Countdown To Ecstasy

In some ways, Steely Dan’s second album is just a meaner, weirder version of Can’t Buy a Thrill, the group’s 1972 debut. On Countdown to Ecstasy, the playing is tighter (“Bodhisattva”), the lyrics are more serrated (“My Old School”), and the fusion of jazz, rock, and R&B more fluid and enigmatic (“Your Gold Teeth”). But what’s a little nihilism when the licks are this tasty and the playing this incomparably smooth? Put “Your Gold Teeth” next to the grooves of something like Santana, or the country-ish tilt of “Pearl of the Quarter” next to Elton John, and you can hear how easily it must’ve been for the band to infiltrate 1970s rock radio—regardless of the subject matter.
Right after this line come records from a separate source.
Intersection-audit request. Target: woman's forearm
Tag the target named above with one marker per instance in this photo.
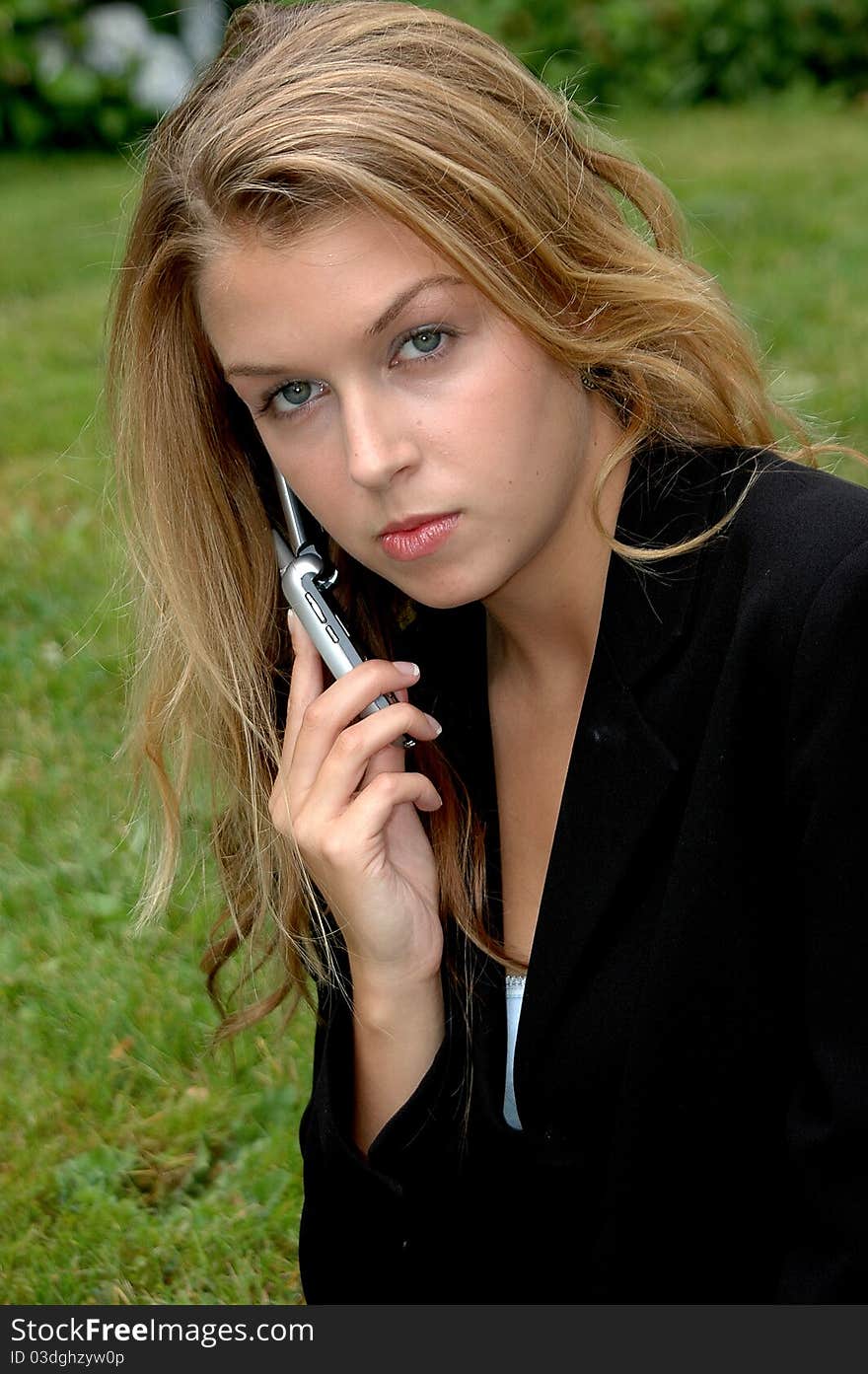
(398, 1035)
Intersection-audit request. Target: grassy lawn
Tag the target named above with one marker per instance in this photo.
(136, 1165)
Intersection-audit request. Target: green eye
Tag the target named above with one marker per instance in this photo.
(296, 392)
(426, 339)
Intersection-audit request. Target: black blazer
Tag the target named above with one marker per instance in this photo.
(691, 1068)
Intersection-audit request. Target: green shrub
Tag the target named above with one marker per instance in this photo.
(615, 52)
(679, 52)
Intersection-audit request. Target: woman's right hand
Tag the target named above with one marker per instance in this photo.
(342, 792)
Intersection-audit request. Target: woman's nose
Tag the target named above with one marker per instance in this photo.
(380, 439)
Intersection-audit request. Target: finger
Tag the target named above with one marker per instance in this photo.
(347, 765)
(373, 808)
(335, 710)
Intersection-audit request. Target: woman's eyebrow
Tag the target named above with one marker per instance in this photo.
(380, 325)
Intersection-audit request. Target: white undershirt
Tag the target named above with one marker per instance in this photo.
(515, 989)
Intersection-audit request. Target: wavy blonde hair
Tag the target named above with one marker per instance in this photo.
(308, 110)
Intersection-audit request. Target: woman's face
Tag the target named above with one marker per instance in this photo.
(386, 388)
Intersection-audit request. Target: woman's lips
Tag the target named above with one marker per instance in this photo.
(405, 544)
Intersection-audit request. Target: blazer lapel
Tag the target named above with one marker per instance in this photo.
(621, 769)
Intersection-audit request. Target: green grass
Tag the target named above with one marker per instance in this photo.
(136, 1167)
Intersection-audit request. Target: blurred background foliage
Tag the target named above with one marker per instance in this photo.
(77, 73)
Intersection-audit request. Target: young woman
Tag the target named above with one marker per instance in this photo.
(374, 251)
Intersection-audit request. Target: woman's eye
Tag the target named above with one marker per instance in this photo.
(424, 341)
(294, 396)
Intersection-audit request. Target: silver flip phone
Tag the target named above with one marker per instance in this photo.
(305, 580)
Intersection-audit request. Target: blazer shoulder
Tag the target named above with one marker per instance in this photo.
(795, 527)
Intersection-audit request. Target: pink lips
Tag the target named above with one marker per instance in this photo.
(405, 544)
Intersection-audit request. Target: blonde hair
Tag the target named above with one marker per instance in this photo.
(405, 110)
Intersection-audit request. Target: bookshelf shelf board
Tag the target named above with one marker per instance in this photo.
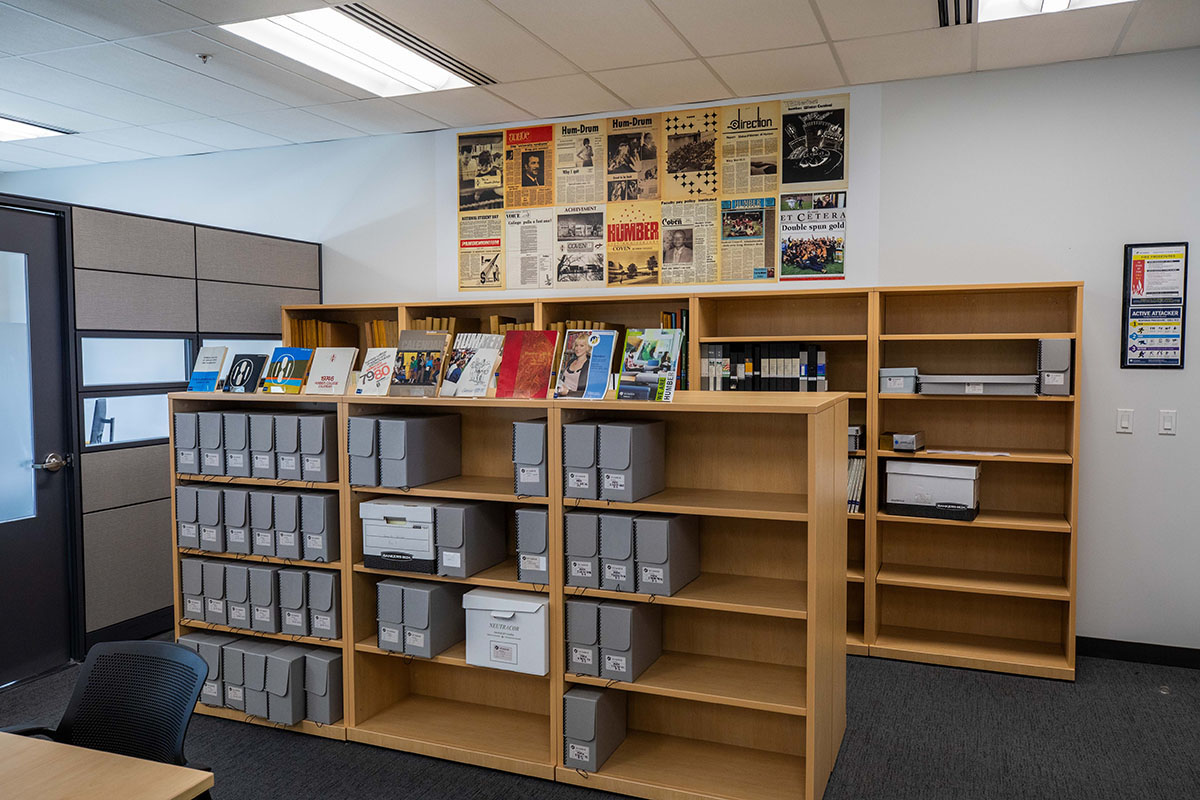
(1051, 523)
(305, 726)
(1015, 455)
(261, 635)
(672, 768)
(718, 591)
(262, 559)
(953, 649)
(713, 503)
(973, 581)
(471, 487)
(712, 679)
(517, 741)
(268, 482)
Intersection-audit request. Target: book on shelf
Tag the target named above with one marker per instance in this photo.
(526, 364)
(375, 377)
(207, 371)
(287, 370)
(649, 360)
(419, 359)
(586, 364)
(471, 365)
(330, 370)
(245, 371)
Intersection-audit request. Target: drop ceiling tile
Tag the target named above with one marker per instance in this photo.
(861, 18)
(465, 107)
(21, 76)
(376, 116)
(917, 54)
(295, 125)
(138, 72)
(235, 67)
(24, 32)
(664, 84)
(563, 96)
(112, 18)
(773, 72)
(1045, 38)
(479, 35)
(1163, 25)
(220, 134)
(601, 35)
(719, 26)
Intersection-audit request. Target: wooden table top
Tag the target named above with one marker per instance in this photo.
(36, 769)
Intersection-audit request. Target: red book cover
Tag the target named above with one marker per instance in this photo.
(526, 364)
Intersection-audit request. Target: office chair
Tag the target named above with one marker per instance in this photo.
(131, 698)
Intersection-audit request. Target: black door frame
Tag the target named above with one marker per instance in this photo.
(75, 495)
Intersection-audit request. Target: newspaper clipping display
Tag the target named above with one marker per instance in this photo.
(528, 164)
(813, 236)
(750, 149)
(481, 170)
(580, 162)
(689, 242)
(815, 143)
(633, 168)
(634, 244)
(579, 246)
(691, 154)
(529, 247)
(481, 251)
(748, 240)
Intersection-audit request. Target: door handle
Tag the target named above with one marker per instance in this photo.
(54, 462)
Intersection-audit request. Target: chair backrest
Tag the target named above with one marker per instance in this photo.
(135, 698)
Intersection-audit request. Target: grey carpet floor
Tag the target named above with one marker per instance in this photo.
(1122, 731)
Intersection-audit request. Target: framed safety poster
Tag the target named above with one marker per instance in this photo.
(1155, 306)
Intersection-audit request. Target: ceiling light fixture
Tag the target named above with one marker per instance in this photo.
(331, 42)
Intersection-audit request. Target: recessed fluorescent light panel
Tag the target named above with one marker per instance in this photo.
(331, 42)
(993, 10)
(12, 130)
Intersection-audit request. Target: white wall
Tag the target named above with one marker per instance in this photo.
(1036, 174)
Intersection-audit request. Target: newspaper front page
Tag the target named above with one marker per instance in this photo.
(750, 149)
(580, 162)
(529, 247)
(690, 242)
(481, 251)
(748, 240)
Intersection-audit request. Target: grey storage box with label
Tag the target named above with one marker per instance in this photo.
(264, 599)
(319, 527)
(667, 552)
(262, 445)
(582, 530)
(469, 536)
(418, 450)
(533, 546)
(593, 726)
(187, 443)
(237, 519)
(633, 462)
(508, 630)
(529, 457)
(583, 637)
(237, 443)
(630, 638)
(617, 567)
(211, 432)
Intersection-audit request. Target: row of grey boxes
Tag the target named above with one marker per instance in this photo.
(259, 522)
(280, 446)
(263, 597)
(612, 639)
(281, 683)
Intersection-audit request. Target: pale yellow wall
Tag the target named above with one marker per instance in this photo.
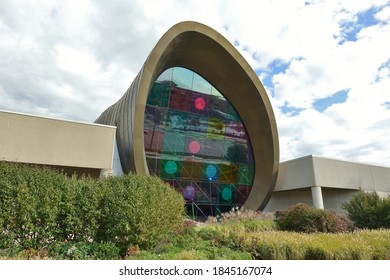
(39, 140)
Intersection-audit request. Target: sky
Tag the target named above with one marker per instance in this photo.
(325, 64)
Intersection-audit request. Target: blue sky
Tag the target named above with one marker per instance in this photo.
(324, 64)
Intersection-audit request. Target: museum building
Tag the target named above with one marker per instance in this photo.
(198, 117)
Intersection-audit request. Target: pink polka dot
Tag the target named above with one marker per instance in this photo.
(194, 147)
(200, 103)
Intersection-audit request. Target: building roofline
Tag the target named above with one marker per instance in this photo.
(56, 119)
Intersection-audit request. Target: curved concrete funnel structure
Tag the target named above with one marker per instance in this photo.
(203, 50)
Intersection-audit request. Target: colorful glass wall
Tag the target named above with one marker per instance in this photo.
(195, 140)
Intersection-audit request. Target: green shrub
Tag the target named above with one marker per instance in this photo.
(83, 251)
(138, 210)
(302, 218)
(79, 212)
(40, 207)
(368, 210)
(29, 204)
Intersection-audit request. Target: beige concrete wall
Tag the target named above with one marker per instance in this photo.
(39, 140)
(333, 199)
(338, 180)
(351, 175)
(295, 174)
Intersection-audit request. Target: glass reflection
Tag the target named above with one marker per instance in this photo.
(195, 141)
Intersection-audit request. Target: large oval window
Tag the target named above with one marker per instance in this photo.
(195, 140)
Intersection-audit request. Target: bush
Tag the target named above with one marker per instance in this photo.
(29, 205)
(83, 251)
(40, 207)
(368, 210)
(302, 218)
(138, 210)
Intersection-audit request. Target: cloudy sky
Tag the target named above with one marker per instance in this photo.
(325, 64)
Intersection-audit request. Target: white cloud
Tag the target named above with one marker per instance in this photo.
(72, 59)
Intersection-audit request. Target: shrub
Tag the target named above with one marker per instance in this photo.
(368, 210)
(138, 210)
(29, 204)
(83, 251)
(79, 211)
(40, 207)
(302, 218)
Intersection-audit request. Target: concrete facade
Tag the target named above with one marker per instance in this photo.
(72, 146)
(325, 183)
(201, 49)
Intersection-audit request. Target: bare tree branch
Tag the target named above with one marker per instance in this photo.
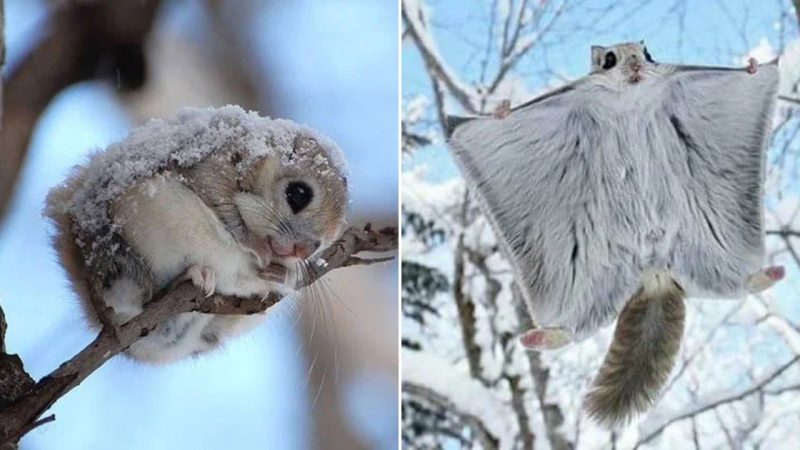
(79, 38)
(713, 401)
(184, 297)
(484, 436)
(432, 61)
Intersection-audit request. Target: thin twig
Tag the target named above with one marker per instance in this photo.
(184, 297)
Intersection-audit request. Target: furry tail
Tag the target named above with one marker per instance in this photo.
(642, 353)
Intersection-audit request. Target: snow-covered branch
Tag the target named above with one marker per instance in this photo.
(17, 417)
(656, 424)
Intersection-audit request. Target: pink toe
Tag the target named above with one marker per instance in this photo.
(532, 339)
(775, 273)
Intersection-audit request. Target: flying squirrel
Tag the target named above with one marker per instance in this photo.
(619, 195)
(220, 196)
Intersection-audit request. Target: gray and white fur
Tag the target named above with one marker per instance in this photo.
(639, 171)
(219, 204)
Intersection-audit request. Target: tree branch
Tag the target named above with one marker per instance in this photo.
(484, 436)
(653, 427)
(80, 38)
(185, 297)
(415, 26)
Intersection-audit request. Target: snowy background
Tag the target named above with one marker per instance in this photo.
(315, 62)
(736, 383)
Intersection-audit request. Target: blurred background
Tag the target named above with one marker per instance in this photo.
(315, 376)
(466, 384)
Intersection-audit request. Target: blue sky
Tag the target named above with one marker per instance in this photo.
(350, 93)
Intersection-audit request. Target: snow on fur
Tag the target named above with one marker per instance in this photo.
(182, 141)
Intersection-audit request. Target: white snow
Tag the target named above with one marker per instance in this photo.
(189, 137)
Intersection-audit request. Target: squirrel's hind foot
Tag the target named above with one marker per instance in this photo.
(545, 338)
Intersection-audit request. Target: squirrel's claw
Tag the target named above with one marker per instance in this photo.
(545, 338)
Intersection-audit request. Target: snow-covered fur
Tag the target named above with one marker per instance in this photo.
(205, 193)
(638, 167)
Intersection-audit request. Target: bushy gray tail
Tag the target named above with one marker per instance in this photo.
(640, 358)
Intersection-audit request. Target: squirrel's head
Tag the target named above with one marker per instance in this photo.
(628, 63)
(293, 205)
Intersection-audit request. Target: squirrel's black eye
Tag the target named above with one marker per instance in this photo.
(647, 56)
(610, 61)
(298, 195)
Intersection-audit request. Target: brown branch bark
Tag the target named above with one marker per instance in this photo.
(17, 418)
(80, 37)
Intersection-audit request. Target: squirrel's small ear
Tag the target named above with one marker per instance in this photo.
(597, 55)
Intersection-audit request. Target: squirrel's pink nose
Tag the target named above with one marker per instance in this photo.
(298, 250)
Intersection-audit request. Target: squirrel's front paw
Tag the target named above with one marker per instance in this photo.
(204, 278)
(765, 278)
(545, 338)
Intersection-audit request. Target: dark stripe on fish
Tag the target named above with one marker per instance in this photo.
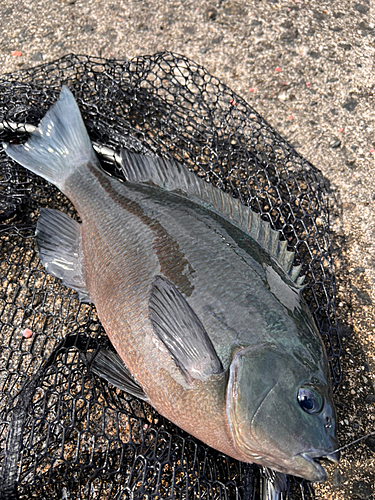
(173, 263)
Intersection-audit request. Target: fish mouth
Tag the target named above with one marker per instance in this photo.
(314, 457)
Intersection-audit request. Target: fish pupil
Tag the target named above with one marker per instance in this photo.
(308, 401)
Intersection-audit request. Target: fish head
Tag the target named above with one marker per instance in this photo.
(280, 412)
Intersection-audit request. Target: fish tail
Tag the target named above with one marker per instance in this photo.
(59, 146)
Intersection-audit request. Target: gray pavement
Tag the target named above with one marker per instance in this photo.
(308, 68)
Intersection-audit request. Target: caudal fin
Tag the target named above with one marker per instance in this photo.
(59, 146)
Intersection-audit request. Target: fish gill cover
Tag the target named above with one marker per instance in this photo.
(65, 432)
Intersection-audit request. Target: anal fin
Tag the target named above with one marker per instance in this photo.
(58, 238)
(108, 365)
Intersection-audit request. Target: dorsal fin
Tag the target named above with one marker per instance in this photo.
(172, 176)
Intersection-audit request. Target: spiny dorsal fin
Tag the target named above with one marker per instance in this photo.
(172, 176)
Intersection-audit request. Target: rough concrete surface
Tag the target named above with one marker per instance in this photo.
(308, 68)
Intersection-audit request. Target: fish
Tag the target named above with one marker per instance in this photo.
(197, 294)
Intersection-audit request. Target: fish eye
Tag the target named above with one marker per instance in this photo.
(310, 401)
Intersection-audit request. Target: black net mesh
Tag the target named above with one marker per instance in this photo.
(64, 432)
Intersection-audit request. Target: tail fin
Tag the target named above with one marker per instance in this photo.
(59, 146)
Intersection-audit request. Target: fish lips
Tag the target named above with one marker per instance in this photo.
(316, 472)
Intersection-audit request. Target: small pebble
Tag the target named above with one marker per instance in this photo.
(27, 333)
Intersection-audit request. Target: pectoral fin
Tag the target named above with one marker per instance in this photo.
(178, 327)
(108, 365)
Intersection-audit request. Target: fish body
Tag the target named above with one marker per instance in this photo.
(196, 294)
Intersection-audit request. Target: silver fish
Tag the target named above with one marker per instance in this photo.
(197, 295)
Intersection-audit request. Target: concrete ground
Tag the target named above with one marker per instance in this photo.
(308, 68)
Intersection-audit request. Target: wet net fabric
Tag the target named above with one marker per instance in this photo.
(64, 432)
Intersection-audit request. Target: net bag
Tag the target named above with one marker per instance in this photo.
(64, 432)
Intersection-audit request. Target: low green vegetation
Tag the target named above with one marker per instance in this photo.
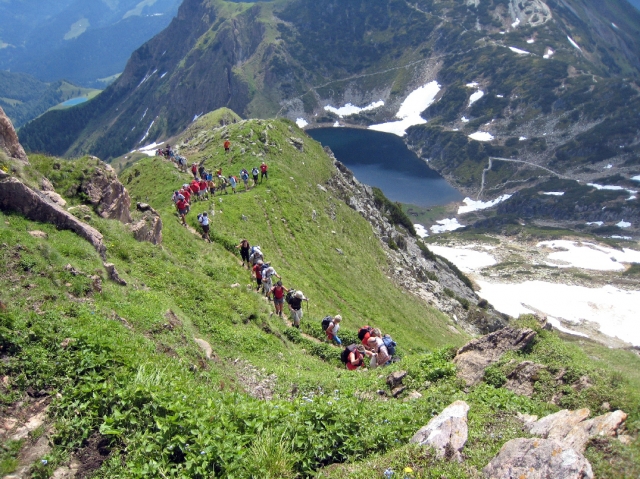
(121, 362)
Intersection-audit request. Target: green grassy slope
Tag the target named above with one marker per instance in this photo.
(122, 363)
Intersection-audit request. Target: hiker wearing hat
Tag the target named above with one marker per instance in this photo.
(379, 353)
(263, 171)
(332, 330)
(257, 273)
(244, 251)
(295, 306)
(278, 292)
(267, 272)
(203, 219)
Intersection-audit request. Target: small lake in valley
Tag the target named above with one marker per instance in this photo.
(383, 160)
(75, 101)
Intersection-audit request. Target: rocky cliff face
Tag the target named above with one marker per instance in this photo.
(430, 279)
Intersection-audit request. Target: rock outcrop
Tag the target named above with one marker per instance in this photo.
(447, 432)
(9, 142)
(427, 278)
(16, 196)
(573, 429)
(537, 459)
(149, 226)
(474, 357)
(106, 194)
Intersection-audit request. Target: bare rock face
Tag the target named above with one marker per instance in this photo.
(107, 195)
(573, 429)
(538, 459)
(523, 377)
(9, 139)
(149, 227)
(16, 196)
(447, 432)
(475, 356)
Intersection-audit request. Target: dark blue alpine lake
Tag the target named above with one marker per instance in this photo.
(383, 160)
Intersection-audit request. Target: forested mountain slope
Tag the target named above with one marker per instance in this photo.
(293, 58)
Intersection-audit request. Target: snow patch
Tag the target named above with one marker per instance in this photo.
(350, 109)
(472, 205)
(481, 136)
(447, 224)
(475, 97)
(466, 259)
(573, 43)
(588, 255)
(409, 112)
(421, 231)
(614, 310)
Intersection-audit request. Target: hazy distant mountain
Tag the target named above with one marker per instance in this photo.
(552, 82)
(83, 41)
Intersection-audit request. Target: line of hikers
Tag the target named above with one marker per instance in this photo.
(263, 273)
(374, 345)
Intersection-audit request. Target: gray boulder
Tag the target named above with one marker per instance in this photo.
(472, 358)
(538, 459)
(106, 194)
(16, 196)
(446, 433)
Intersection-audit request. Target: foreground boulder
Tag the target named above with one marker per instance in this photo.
(149, 227)
(447, 432)
(573, 429)
(16, 196)
(9, 142)
(106, 194)
(472, 358)
(538, 459)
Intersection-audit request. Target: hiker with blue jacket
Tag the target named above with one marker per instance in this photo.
(295, 308)
(332, 329)
(380, 354)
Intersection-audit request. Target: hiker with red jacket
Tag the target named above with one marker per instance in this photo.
(204, 188)
(195, 189)
(263, 171)
(183, 209)
(257, 273)
(278, 292)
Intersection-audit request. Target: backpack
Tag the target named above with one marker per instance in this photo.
(344, 356)
(362, 332)
(289, 296)
(326, 321)
(390, 344)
Released in 1973, a time of national ennui, Steely Dan’s sophomore album riffs on cheating, lust, and other aspects of human existence that can be uncomfortable to think about—especially for those simply seeking out some breezy entertainment: “I’m reading last year’s papers/Although I don’t know why,” declares the post-apocalyptic narrator of “King of the World.” “Assassins, cons, and rapers/Might as well die.” Perhaps not surprisingly, Walter Becker and Donald Fagen would later remember playing the album for the label executives—“Hawaiian shirts, cigars, and all”—and watching their disappointment unfold in real time. “The company had been hoping for a second-album blockbuster that would zoom to the top of the charts and stay there for weeks, months, years,” the duo recalled. “Instead, they found themselves with what must have sounded to them like some sort of strange neo-Weimar art music, or worse.”